HRG is a specific ligand for ErbB3 and ErbB4 receptors. We previously reported that both ErbB receptors become activated in response to HRG in breast cancer cells, as evidenced by receptor autophosphorylation (35). Based on the involvement of ErbB3 in HRG-induced cell motility (35), we speculated that this ErbB receptor mediates the sensitization of SDF-1 responses by HRG. To test this hypothesis, we used RNAi to specifically silence ErbB3 or ErbB4 expression from MCF-7 cells (∼100% depletion, as judged by Western blotting) (Fig. 6A, left). When we assessed the induction of HIF-1α by HRG, we found that silencing ErbB3 abolished this response. On the other hand, ErbB4 RNAi depletion had no effect on HIF-1α induction (Fig. 6A, right). Activation of Akt and Erk by HRG was also impaired upon ErbB3 silencing but was not affected by ErbB4 RNAi depletion (Fig. 6A, left), implying a main role for ErbB3 in driving the activation of these pathways in MCF-7 cells. Reductions in ErbB3 and ErbB4 receptor levels could be noticed as a consequence of HRG treatment, as expected from receptor internalization and degradation in response to the growth factor.
FIG 6.
ErbB3 mediates HRG-induced sensitization of the CXCR4/Rac1 pathway in breast cancer cells. (A) MCF-7 cells were subjected to ErbB3, ErbB4, HIF-1α, or nontarget control RNAi. After 48 h, the cells were incubated for 6 h with either HRG (10 ng/ml) or vehicle (control). The cell lysates were subjected to Western blotting with the indicated antibodies. (Left) Representative experiment. (Right) Densitometric values of HIF-1α expression levels (means and SEM; n = 3) expressed as fold increase relative to cells without HRG treatment. (B) MCF-7 cells subjected to ErbB3, ErbB4, or NTC RNAi were treated for 16 h with either HRG (10 ng/ml) or vehicle (control). CXCR4 expression was determined by flow cytometry. (Left) Representative dot plots for CXCR4 surface expression. (Middle) Percentages of CXCR4-positive cells. (Right) Mean fluorescence intensities for CXCR4 expression. The results are expressed as means and SEM of the results of 3 individual experiments. (C) Effect of ErbB3 or ErbB4 RNAi on Rac1 activation by SDF-1 (100 ng/ml; 2 min) in MCF-7 cells treated with HRG or vehicle. (Left) Representative experiment. (Right) Densitometric values of Rac1-GTP levels (means and SEM, normalized to total Rac1; n = 3) expressed as fold increase relative to control cells, NTC (minus SDF-1). (D) Effect of ErbB3 or ErbB4 RNAi on MCF-7 cell motility in response to SDF-1 (0 to 100 ng/ml; 16 h) as determined with a Boyden chamber. The cells were previously treated for 16 h with either HRG (10 ng/ml) or vehicle (control). (Left) Representative images. (Right) Quantification of migrating cells by contrast microscopy in 5 independent fields. The results are expressed as means and SD of triplicate measurements. Two additional experiments gave similar results. **, P < 0.01; ***, P < 0.001; n.s., not significant.

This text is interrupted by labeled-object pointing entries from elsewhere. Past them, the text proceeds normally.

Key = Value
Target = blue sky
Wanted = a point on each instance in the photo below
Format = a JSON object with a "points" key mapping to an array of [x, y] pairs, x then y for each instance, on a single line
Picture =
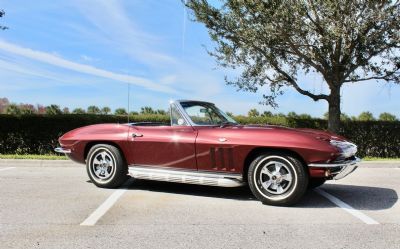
{"points": [[79, 53]]}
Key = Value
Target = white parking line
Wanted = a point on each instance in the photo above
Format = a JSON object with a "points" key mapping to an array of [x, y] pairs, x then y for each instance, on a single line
{"points": [[346, 207], [106, 205], [3, 169]]}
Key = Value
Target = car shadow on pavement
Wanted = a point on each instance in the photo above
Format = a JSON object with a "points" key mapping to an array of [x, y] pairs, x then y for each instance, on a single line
{"points": [[239, 193], [363, 197], [359, 197]]}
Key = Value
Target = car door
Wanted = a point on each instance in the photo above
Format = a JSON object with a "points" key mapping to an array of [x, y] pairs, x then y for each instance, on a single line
{"points": [[217, 149], [165, 146]]}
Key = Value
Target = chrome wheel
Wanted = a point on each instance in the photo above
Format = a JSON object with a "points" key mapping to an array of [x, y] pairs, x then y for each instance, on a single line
{"points": [[275, 177], [102, 164]]}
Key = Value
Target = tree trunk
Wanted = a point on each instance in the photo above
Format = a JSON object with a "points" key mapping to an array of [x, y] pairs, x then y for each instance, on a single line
{"points": [[334, 110]]}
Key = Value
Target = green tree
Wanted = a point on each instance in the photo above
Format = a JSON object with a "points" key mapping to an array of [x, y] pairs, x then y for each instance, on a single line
{"points": [[105, 110], [343, 117], [253, 113], [385, 116], [304, 116], [53, 110], [147, 110], [4, 102], [274, 42], [13, 109], [27, 109], [120, 111], [78, 111], [366, 116], [93, 110]]}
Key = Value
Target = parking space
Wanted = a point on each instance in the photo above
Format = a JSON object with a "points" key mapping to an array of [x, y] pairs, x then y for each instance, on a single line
{"points": [[44, 207]]}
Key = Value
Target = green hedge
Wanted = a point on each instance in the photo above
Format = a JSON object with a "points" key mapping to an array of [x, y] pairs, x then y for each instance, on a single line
{"points": [[38, 134]]}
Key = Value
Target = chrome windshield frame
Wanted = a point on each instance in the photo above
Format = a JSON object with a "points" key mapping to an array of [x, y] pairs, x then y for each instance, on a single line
{"points": [[177, 104]]}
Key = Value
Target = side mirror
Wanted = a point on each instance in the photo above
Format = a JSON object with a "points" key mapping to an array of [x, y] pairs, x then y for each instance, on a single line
{"points": [[181, 121]]}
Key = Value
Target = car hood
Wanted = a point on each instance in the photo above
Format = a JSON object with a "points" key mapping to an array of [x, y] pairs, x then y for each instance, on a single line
{"points": [[319, 134]]}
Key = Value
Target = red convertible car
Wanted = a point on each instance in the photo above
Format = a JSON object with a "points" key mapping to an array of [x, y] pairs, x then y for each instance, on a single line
{"points": [[203, 145]]}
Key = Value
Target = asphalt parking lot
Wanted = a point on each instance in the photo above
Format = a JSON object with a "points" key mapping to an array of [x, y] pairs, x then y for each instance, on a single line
{"points": [[55, 206]]}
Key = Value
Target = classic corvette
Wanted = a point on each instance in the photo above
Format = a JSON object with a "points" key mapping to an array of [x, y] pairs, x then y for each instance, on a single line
{"points": [[203, 145]]}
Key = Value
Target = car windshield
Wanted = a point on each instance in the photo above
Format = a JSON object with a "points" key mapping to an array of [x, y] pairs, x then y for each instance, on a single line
{"points": [[202, 113]]}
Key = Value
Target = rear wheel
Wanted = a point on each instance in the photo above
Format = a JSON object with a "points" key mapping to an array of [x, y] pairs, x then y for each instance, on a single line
{"points": [[316, 182], [106, 166], [277, 179]]}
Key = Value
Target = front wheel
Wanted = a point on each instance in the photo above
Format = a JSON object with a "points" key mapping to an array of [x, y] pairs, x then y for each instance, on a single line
{"points": [[106, 166], [277, 179]]}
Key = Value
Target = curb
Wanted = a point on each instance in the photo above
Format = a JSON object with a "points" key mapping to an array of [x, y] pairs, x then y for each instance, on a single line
{"points": [[37, 163], [69, 163]]}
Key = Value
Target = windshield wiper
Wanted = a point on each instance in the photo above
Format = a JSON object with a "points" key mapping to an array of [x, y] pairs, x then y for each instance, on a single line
{"points": [[226, 123]]}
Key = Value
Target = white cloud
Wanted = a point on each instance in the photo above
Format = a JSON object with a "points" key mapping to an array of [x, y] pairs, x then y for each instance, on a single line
{"points": [[115, 26], [54, 60]]}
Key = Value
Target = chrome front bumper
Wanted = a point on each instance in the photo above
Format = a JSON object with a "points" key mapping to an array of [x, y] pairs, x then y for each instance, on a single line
{"points": [[338, 170], [62, 150]]}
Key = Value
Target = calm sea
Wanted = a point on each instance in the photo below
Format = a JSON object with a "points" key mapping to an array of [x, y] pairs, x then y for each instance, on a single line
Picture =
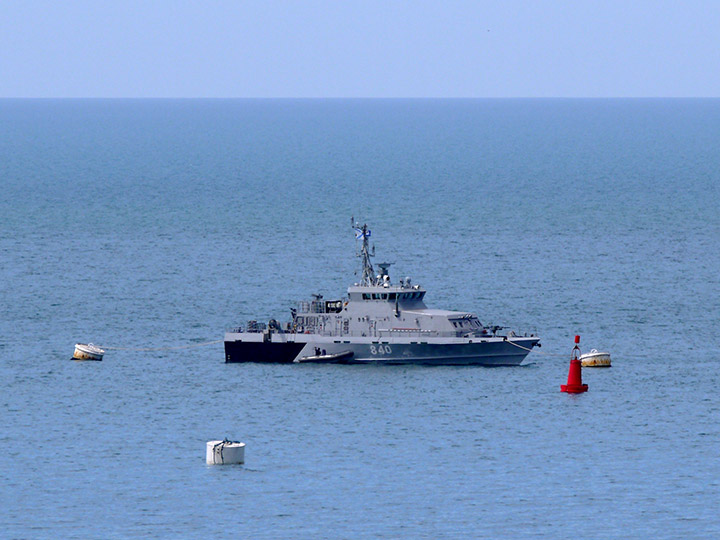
{"points": [[160, 223]]}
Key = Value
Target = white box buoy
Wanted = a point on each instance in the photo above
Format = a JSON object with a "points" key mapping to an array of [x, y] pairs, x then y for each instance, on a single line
{"points": [[225, 452]]}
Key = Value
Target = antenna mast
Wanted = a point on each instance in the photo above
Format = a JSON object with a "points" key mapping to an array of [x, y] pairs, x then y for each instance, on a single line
{"points": [[363, 233]]}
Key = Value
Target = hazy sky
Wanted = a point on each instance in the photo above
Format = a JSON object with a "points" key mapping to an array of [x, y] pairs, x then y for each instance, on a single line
{"points": [[345, 48]]}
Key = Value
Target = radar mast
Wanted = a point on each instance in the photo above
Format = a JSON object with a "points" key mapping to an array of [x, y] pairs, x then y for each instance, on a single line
{"points": [[363, 233]]}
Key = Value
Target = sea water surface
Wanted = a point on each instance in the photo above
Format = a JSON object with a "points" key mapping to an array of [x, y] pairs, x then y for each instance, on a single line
{"points": [[160, 223]]}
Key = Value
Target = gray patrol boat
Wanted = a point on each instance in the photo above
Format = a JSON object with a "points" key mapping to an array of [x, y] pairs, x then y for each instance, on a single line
{"points": [[378, 322]]}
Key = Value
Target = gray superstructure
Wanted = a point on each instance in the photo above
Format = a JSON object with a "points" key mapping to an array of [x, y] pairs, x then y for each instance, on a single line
{"points": [[377, 322]]}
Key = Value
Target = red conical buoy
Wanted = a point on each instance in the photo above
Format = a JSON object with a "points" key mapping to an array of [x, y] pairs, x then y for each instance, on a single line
{"points": [[574, 385]]}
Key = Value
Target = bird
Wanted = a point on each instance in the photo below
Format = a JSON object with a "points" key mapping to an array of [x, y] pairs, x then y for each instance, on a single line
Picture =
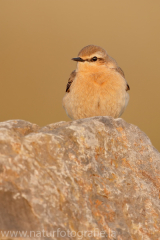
{"points": [[97, 87]]}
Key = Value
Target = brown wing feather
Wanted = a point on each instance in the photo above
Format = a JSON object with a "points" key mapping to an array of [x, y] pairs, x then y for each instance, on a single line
{"points": [[118, 69], [70, 80]]}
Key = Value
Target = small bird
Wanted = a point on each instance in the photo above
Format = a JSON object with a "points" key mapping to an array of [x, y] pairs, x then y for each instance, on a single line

Given that ErbB3 is the main HRG receptor driving HIF-1α induction, we reasoned that this ErbB receptor drives CXCR4 induction in response to the growth factor. Indeed, flow cytometry analysis showed that ErbB3 RNAi abolished the induction in CXCR4 surface receptors caused by HRG treatment, whereas ErbB4 RNAi had essentially no effect (Fig. 6B). Following the same reasoning, we found that ErbB3 RNAi, but not ErbB4 RNAi, inhibited the sensitizing effect of HRG on SDF-1-induced Rac1 activation (Fig. 6C) and motility (Fig. 6D), thus assigning a fundamental role to ErbB3 in controlling CXCR4 responses in breast cancer cells. As expected, the activation of Rac1 and cell motility by SDF-1 was not affected by silencing ErbB3 or ErbB4 expression in cells that had not been exposed to HRG (vehicle treated).
HRG controls CXCR4 transcriptional activation in breast cancer cells via HIF-1α.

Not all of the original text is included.